26 February 2013

By His Majesty's Grace (The Three Graces of Graydon, Book 1)

Synopsis: Much to her chagrin, Lady Isabel Milton has been given to Earl Rand Braesford – a reward from the Tudor king for his loyalty to the throne. The lusty nobleman quickly claims his husbandly rights, an experience Isabel scarcely hoped to enjoy so much. But youth and strength may not save Braesford from his bride's infamous curse...

Accused of a heinous crime with implications that reach all the way to King Henry himself, Braesford is imprisoned in the Tower, and Isabel is offered her salvation – but for a price. She has the power to seal his fate, have him sent to the executioner and be freed from her marriage bonds. Yet the more Isabel learns of Rand, the less convinced she is of his guilt, and she commits to discover the truth about the enigmatic husband she never expected to love.

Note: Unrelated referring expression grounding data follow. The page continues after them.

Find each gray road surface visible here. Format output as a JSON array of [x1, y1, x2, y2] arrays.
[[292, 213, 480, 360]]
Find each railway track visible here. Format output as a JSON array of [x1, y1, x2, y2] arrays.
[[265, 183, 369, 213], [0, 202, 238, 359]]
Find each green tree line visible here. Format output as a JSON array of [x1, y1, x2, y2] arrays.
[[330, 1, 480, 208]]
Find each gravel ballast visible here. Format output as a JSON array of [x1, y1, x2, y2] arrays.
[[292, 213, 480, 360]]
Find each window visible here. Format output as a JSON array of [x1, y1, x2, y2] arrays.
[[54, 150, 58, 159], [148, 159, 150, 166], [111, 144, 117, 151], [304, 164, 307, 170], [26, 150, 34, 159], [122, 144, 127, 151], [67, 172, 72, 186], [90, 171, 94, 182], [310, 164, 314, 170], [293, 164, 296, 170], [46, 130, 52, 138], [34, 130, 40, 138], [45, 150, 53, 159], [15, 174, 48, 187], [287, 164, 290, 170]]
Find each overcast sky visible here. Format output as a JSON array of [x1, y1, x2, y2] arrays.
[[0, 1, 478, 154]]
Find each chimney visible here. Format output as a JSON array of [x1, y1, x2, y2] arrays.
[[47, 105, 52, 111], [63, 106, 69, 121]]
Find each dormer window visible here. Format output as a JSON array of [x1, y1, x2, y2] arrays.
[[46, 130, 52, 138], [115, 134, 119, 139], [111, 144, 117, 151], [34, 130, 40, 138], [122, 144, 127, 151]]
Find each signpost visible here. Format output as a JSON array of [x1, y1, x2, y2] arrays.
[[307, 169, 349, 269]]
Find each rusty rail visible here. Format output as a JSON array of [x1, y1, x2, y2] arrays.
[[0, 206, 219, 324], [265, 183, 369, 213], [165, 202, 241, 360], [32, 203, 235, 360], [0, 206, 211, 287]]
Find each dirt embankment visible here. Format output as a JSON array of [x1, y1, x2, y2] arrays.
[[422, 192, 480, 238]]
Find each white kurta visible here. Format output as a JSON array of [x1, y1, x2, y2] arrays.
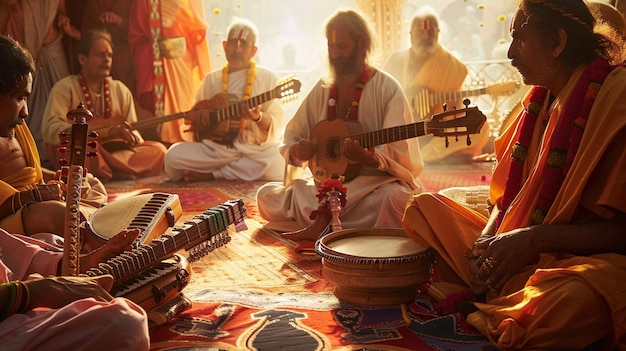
[[164, 66, 286, 181], [42, 76, 139, 145], [256, 69, 425, 230]]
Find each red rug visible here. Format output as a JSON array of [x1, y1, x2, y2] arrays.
[[147, 221, 494, 351], [103, 164, 496, 350]]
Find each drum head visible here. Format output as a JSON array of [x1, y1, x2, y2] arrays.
[[317, 227, 428, 263]]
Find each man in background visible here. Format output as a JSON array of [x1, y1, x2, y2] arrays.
[[385, 6, 490, 163], [257, 9, 423, 241], [42, 29, 166, 182], [164, 17, 285, 183]]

First line: Braesford was finally sighted in late afternoon.

Stats for my copy: Mass market paperback, published by MIRA Books, 2011; 373 pages; purchased at a library sale.

My thoughts: While Isabel is a plucky heroine and Rand is a decent hero, I struggled a little to enjoy the book. Rand, despite being baseborn, has developed a close friendship with Henry VII, having been in exile with the king. When he sees Isabel and decides he wants her, Henry makes it happen. Isabel and her two younger sisters have been overseen by their step-brother since their father's death, and of course being women of their time they have no say in their own futures. I can deal with that, I've ready plenty of books with heroines in the same situation. But the king is a step up from the male head of the family, capriciously arranging the lives of not just young unmarried women, but of anyone around him as he sees fit. One minute he could be a great friend to Rand, and the next he's accused Rand of a murder and had him imprisoned. He just left a sour taste in my mouth that impeded my enjoyment of the story.

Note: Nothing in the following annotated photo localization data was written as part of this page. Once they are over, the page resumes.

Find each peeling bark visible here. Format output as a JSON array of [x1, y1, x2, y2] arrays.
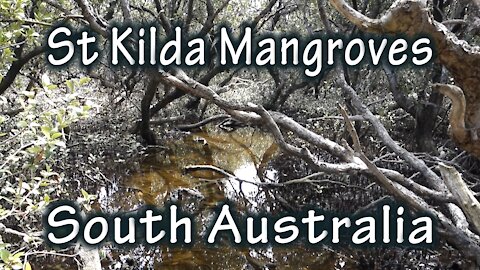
[[329, 0, 480, 158], [433, 83, 480, 158], [156, 67, 480, 263], [432, 84, 469, 141]]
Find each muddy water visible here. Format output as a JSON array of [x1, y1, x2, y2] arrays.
[[24, 126, 466, 269], [91, 127, 344, 269], [128, 127, 278, 208], [36, 127, 462, 269]]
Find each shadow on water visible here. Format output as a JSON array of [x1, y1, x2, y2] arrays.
[[92, 127, 343, 269], [33, 127, 466, 269], [130, 127, 278, 208], [101, 127, 279, 210]]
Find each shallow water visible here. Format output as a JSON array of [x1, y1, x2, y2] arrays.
[[32, 127, 466, 269], [132, 128, 278, 207], [92, 127, 346, 269]]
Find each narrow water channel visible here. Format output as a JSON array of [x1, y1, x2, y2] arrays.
[[92, 127, 341, 269], [35, 127, 462, 269]]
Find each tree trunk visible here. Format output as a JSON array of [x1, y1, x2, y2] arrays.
[[415, 64, 444, 154], [140, 77, 159, 145], [329, 0, 480, 158]]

And then Isabel summed it up:
She hated it, hated that anyone, even a king, could so discompose her. It was the power he held, she knew, the power to decide the life or death of others in an instant, to extend pain or joy, to shut someone away from the light forever or to set them free. No one should have such arbitrary control over another soul. (pp 330-331)
I read that paragraph twice, and suddenly I looked at the whole story in a different light. Like, before that paragraph, Henry's whims and decrees were just matter of fact and accepted. That's life. That's just the way it is. But after reading that paragraph, I saw Henry as just another obstacle for the hero and heroine to overcome.

Okay, I realize that I'm not really making sense here. I've been thinking about this all day, and I'm just not sure how to express my thoughts any better. But putting the whole Henry issue aside...the book was okay. I didn't love it, I didn't hate it.